Quebec hired 10,000 new orderlies, but some say the province lied about how permanent they'd be
MONTREAL -- Quebec orderlies have been praised for their work through the pandemic, but despite the plaudits, many feel they have been lied to by the government as their contracts will soon end.
One orderly, who asked to remain anonymous due to fear of reprisals, told CTV News they “100 per cent” felt lied to by the government, as what was supposed to be a permanent job has instead turned into a one-year contract that will expire in September.
“That's why I want it to be known now, because there's only two more months in our contracts,” they said. “Even though it was never supposed to be a contract. I want people know now, before the narrative is switched on us.”
Last year, as Quebec's CHSLDs buckled under the dual weights of the pandemic and short-staffing, Premier Francois Legault launched a massive recruitment blitz for orderlies. In June, 2020, he said his plan would see 10,000 people be trained as orderlies and given permanent jobs by September.
Pamela Scott was among those who answered the call. But she said soon after her training started, the deal changed.
“It was a full-time position, with a guaranteed salary and once I got through my training and got through the door, it was closed behind me. I found it wasn't that,” she said.
Scott said she was told the permanent position was instead a one-year contract.
Both orderlies said some new staffers will see their jobs be switched to an on-call basis, with no guarantee of hours.
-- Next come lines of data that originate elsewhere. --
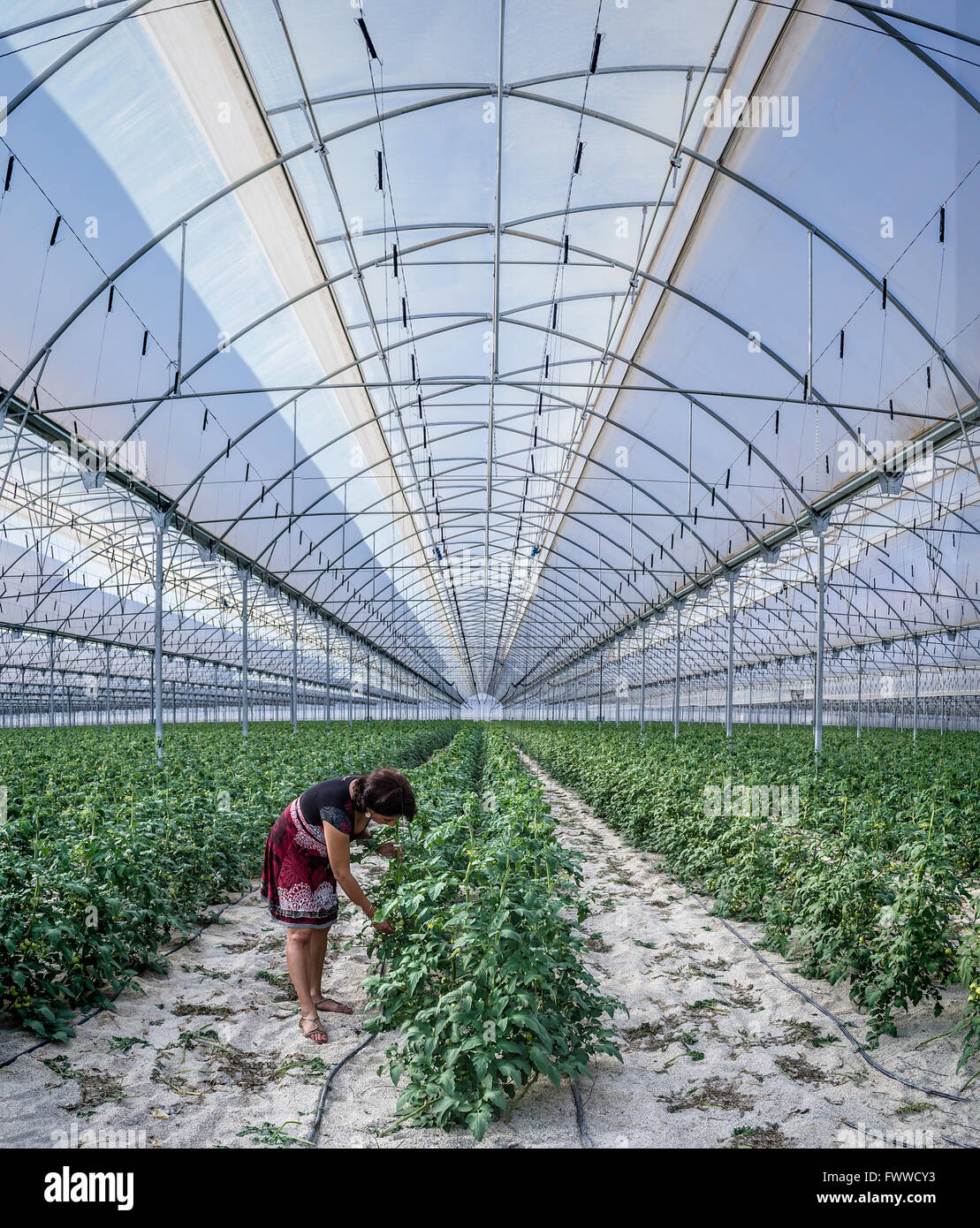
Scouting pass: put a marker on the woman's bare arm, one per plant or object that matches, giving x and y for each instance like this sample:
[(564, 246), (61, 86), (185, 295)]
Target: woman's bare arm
[(338, 850)]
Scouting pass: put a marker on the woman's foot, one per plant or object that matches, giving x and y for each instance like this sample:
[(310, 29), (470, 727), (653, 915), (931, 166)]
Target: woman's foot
[(315, 1033), (323, 1004)]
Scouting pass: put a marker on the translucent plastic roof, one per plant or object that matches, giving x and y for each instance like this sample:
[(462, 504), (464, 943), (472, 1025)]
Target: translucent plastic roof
[(488, 330)]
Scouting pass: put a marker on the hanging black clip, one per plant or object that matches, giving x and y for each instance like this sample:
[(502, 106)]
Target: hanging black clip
[(370, 46)]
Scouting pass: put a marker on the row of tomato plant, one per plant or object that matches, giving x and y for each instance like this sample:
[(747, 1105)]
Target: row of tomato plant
[(106, 853), (482, 979), (869, 877)]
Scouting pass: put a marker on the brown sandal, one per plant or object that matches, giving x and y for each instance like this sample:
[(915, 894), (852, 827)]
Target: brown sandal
[(320, 1030)]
Scott did manage to get a part-time position, though she had hoped for full-time.
Jeff Begley, president of the CSN union representing the orderlies, said that once the contracts are up, they should be grouped into the existing collective agreement.
“This was something that was done really, really quickly. It's not surprising there's some confusion,” he said.
The orderly who asked for anonymity said they love their new job and they fear that, with CHSLDs still short-staffed after the hiring blitz, the people they've cared for could suffer once more.
“I'm hurt. I'm really hurt knowing we're not cared for,” they said. “To know our government can say one thing and not follow through.”